As for Strasbourg jurisprudence, Hitchens raises the case of A, B and C v Ireland(2010) to show how “the courts follow” the assumption that the law must follow liberalism of the times. On closer scrutiny, it is evident that Hitchens is engaged in what Professor Mark Elliot calls “legally illiterate criticism”, since the court did not grant, as Hitchens seems to think, a right to unrestricted abortion. What the case actually decided was that Ireland was in breach of its positive obligations under Article 8 (right to respect for private life) by not providing an effective procedure by which the applicant could verify if she qualified for a lawful abortion. This is not a strained interpretation of the Article 8 right at all – it is only reasonable for private individuals to know what the applicable law is to his/her life, so that he/she can properly plan it. Hitchens also seems to have ignored the cases in which Strasbourg has refused to accept human rights arguments that applicants have made. In the case of A, B and C itself, the Court rejected the argument under Art 8 that was made by the first and second applicants who had abortions for personal reasons since the option to travel abroad for the abortion was still available to them. Already there is a threshold within the existing legal framework that must be met for courts to protect a right that an individual is claiming. That the foetus’ Art 1 right to life trumps all cannot simply be assumed, especially since individuals are also entitled to protection of their Art 3 right on the prohibition of ill-treatment, particularly in the case of victims of rape, incest and fatal foetal abnormality.
Hitchens ends his article with the forecast that the “astonishing precedents for broad, imaginative interpretation” of human rights documents will be to the detriment of liberals, as global political sentiments shift towards populism, xenophobia and conservatism. Again, this argument is something a student of UK Constitutional Law would be able to respond to: legal protections for human rights have developed within the Common Law since the enactment of the Human Rights Act 1998 (which brought the ECHR into force) such that it would be difficult for a draconian government to entirely deprive its citizens of such rights, even if it withdraws the UK from the European Convention of Human Rights. While not nearly as advanced and clearly outlined as Convention rights, there is clear precedent to protect fundamental common law rights, which cannot easily be ignored or deviated from.
Hitchens seems to think that “the concept of Human Rights” is a hazy notion as indefinable as the air. Nothing could be further from the reality of Human Rights law.
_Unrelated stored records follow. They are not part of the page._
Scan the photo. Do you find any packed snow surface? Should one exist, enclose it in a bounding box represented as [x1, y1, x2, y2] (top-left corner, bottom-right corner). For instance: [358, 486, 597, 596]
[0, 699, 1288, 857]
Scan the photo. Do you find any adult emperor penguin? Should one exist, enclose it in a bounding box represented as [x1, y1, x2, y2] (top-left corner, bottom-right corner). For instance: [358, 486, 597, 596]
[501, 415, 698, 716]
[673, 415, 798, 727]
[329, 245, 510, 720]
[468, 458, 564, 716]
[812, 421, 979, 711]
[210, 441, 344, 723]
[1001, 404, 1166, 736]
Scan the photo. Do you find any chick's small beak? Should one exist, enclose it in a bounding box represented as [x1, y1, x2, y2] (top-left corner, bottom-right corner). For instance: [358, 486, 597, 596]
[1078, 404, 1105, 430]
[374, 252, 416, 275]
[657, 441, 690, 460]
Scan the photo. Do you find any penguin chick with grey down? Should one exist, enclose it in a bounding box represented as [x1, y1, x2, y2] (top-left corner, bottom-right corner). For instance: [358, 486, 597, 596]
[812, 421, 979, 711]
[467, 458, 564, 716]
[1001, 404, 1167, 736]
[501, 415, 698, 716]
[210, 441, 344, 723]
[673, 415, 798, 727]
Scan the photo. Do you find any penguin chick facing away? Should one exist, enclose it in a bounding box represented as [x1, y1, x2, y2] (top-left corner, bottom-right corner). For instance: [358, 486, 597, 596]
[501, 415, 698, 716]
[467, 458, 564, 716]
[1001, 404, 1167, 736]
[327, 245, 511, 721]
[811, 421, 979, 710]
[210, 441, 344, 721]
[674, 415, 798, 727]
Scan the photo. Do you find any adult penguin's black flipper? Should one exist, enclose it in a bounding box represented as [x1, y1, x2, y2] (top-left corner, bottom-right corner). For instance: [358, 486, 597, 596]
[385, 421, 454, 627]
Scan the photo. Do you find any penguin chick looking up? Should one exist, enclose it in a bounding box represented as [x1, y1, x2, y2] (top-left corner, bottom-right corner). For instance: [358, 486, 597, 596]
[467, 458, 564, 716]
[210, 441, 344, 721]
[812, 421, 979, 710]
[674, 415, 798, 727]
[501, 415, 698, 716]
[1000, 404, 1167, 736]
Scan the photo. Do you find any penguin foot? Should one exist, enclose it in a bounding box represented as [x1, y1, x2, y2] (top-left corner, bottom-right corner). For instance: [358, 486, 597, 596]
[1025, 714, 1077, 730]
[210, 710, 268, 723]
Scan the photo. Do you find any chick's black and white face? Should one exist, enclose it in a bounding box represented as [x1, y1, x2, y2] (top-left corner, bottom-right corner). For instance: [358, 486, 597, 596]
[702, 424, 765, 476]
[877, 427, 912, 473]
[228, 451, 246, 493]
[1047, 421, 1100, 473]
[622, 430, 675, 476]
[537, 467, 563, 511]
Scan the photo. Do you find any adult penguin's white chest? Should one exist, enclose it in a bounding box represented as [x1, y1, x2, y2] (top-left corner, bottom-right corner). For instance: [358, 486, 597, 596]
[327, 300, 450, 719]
In a rapidly changing constitutional landscape and contemporary challenges to human rights such as the ever-increasing ambit of executive government, modern-day slavery and human trafficking, immigration and the response to terrorism, human rights protections are more important than ever. Courts must constantly engage in the enterprise of translating age-old rights recognised in documents like the Magna Carta to our increasingly complex, globalised context so that the protections afforded to individuals.